An important amendment to the Income Tax Act (Section 7C) pertains to interest free or low interest loans to Trusts.
If a connected person, or a company at the instance of that person, extends an interest-free loan to a trust of which he or she or any of his or her children are beneficiaries, the loan would be deemed to accrue interest at 8% per annum. Thus, if an interest-free loan of R1 million is extended to the trust by such a person, the lender will be deemed to have donated to the trust on the last day of the tax year of R80 000 ((R1 million x (8% minus 0%)), because no interest was in fact charged or paid.
But because the annual donations tax exemption of R100 000 will apply, the lender won’t be liable for donations tax unless the loan exceeds R1.25 million (while the official rate remains at 8% per annum), provided the person didn’t make any other donations during the year.
New as well as existing loans are affected.

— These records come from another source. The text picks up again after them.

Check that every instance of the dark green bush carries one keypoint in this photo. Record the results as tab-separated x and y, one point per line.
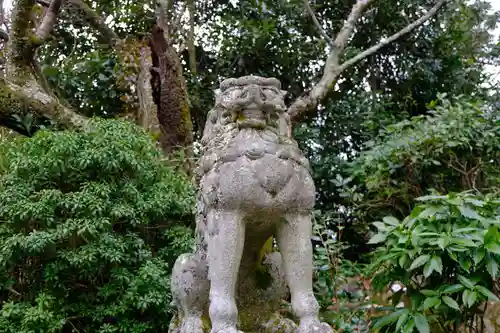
90	225
446	254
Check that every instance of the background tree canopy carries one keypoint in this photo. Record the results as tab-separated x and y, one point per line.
385	115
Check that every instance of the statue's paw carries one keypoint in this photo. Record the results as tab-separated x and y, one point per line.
314	326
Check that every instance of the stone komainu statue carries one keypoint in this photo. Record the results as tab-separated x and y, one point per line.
254	183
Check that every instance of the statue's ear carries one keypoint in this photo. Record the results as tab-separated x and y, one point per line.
217	95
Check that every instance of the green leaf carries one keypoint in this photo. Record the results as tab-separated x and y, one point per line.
431	197
453	289
402	260
491	236
494	248
487	293
386	320
492	266
402	320
471	299
478	256
380	226
466	282
421	323
429	212
408	328
451	302
435	264
431	302
391	220
468	212
428	292
419	262
378	238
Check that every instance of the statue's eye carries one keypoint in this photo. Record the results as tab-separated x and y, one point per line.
269	93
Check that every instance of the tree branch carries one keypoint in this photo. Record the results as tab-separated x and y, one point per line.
394	37
21	100
107	34
21	92
317	24
333	68
48	22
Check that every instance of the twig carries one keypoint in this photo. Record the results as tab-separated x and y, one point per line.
328	40
48	22
333	68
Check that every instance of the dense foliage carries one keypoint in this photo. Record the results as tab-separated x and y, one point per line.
91	223
451	149
447	255
93	220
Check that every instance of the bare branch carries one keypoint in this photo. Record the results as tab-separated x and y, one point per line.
4	35
177	22
317	24
162	16
394	37
147	117
333	68
96	22
31	98
48	22
23	90
43	3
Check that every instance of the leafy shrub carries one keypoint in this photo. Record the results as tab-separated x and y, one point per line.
86	233
338	282
453	148
446	253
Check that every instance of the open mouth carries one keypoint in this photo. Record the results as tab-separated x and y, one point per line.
251	118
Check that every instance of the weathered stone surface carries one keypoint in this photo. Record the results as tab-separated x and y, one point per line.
254	183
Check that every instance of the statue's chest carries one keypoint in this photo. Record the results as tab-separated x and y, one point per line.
254	165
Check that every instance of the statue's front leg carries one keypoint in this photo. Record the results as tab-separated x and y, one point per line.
190	287
294	241
225	247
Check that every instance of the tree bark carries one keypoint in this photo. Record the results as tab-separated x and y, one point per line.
333	68
171	98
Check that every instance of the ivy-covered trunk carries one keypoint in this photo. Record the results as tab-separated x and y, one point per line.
171	97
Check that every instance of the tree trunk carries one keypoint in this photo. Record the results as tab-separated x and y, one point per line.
171	98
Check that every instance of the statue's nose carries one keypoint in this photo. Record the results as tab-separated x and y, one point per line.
254	94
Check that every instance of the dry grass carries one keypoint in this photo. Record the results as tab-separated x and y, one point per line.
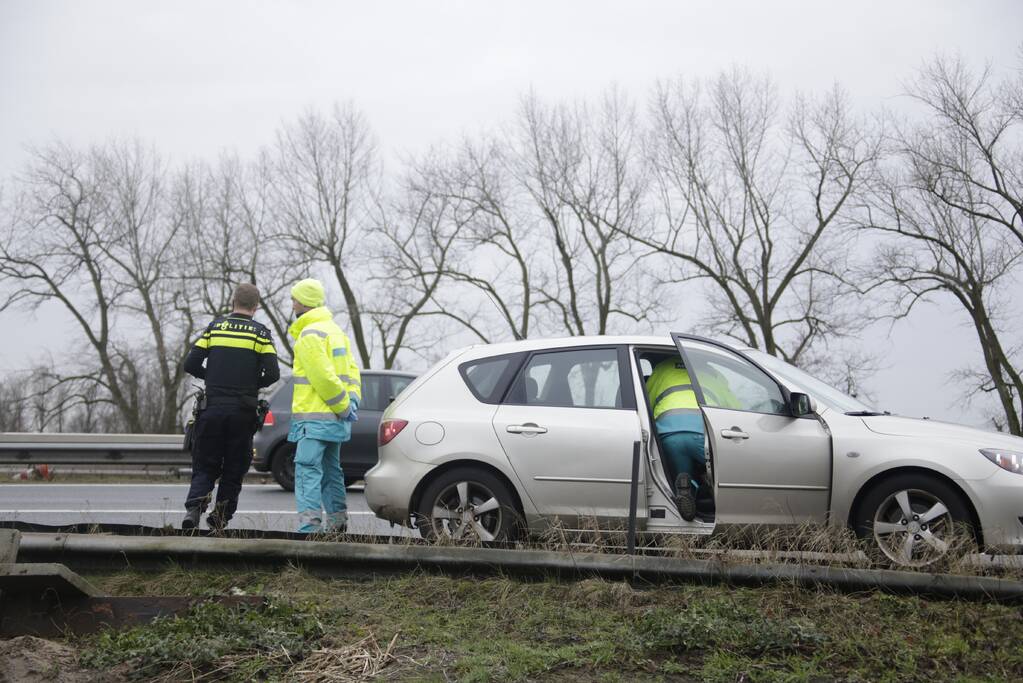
361	661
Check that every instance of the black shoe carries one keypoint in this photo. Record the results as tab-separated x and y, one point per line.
684	499
216	522
191	519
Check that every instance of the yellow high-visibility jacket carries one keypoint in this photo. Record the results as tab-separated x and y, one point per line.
326	377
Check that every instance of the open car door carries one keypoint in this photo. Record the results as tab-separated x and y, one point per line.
768	465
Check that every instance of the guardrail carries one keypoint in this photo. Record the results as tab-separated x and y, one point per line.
92	449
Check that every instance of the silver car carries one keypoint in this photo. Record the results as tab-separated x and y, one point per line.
502	439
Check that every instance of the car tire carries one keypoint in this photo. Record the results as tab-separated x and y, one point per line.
914	520
468	504
282	465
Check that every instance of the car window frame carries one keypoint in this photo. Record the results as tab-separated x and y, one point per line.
385	390
786	394
503	381
624	377
392	393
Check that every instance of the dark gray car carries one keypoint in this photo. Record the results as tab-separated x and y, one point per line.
272	451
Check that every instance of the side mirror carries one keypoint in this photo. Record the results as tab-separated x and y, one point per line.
801	404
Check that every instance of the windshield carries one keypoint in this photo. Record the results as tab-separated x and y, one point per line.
796	378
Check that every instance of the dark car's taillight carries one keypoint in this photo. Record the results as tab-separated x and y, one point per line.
389	429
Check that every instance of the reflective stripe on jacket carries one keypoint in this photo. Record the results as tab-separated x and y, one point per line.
672	399
326	377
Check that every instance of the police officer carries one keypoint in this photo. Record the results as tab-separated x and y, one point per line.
239	360
327	392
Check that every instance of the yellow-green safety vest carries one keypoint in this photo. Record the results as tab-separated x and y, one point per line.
325	374
670	391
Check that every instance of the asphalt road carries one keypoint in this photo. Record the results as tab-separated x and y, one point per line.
264	506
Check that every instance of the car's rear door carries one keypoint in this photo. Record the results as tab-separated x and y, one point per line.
768	466
360	454
567	425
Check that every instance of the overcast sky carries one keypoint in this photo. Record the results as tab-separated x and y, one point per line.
196	78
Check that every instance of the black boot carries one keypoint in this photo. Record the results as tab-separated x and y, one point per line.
191	518
216	521
684	499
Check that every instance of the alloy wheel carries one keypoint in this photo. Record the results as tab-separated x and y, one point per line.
466	509
913	528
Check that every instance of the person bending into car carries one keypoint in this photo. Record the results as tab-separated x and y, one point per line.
325	402
679	426
235	357
679	423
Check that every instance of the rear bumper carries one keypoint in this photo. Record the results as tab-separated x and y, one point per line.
1001	511
261	455
390	485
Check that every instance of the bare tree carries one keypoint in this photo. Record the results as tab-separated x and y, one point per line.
583	174
951	210
754	203
969	155
90	232
415	243
230	231
325	183
493	267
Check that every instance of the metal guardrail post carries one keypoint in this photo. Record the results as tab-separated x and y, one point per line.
633	495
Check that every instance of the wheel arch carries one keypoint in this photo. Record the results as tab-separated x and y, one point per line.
413	502
896	471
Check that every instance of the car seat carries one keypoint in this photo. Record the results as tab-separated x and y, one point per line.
532	391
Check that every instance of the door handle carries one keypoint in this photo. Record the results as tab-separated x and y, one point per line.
735	434
528	427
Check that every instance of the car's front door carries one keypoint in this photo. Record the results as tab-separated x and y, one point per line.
768	466
568	425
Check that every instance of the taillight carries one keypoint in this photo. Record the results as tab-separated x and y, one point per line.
390	429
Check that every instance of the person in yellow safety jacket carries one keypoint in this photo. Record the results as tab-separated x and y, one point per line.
679	425
325	402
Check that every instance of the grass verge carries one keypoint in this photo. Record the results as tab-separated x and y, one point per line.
426	627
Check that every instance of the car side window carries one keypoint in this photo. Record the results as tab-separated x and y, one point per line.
727	380
398	384
484	376
373	394
575	378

There are some loans excluded from this:
Loans to PBO
Loan for the purpose of acquiring a primary residence
Issues to consider:
– If interest is charged, will the Trust get the tax deduction? (i.e. is there taxable trading income in the Trust to set this off against?
– The actual interest paid by the Trust is taxable in the hands of the lender
– When a distribution is made to a beneficiary on a loan account, i.e. no cash is paid out by the Trust; will this loan fall into the claws of Section 7C?
There are a few exclusions, the most relevant to you is that a loan that relates to the purchase of a private residence is exempt from this.
It is uncertain if loans that originate from distributions to beneficiaries will fall within the ambit of this change.
The conduit (flow thru) principle, where income in the trust distributed in the same year as when received, retains its identity in the hands of the beneficiary. (interest, capital gain, dividend, etc)
This comes into effect 1 March 2017 and applies to existing & future loans.
2. Withholding tax
The planned withholding tax on services did not make it into law.
Interest paid to foreign person/entity is subject to a 15% withholding tax.
SARS is required to keep record of assessments for 7 years. However SARS may recover debt as old as 15 years.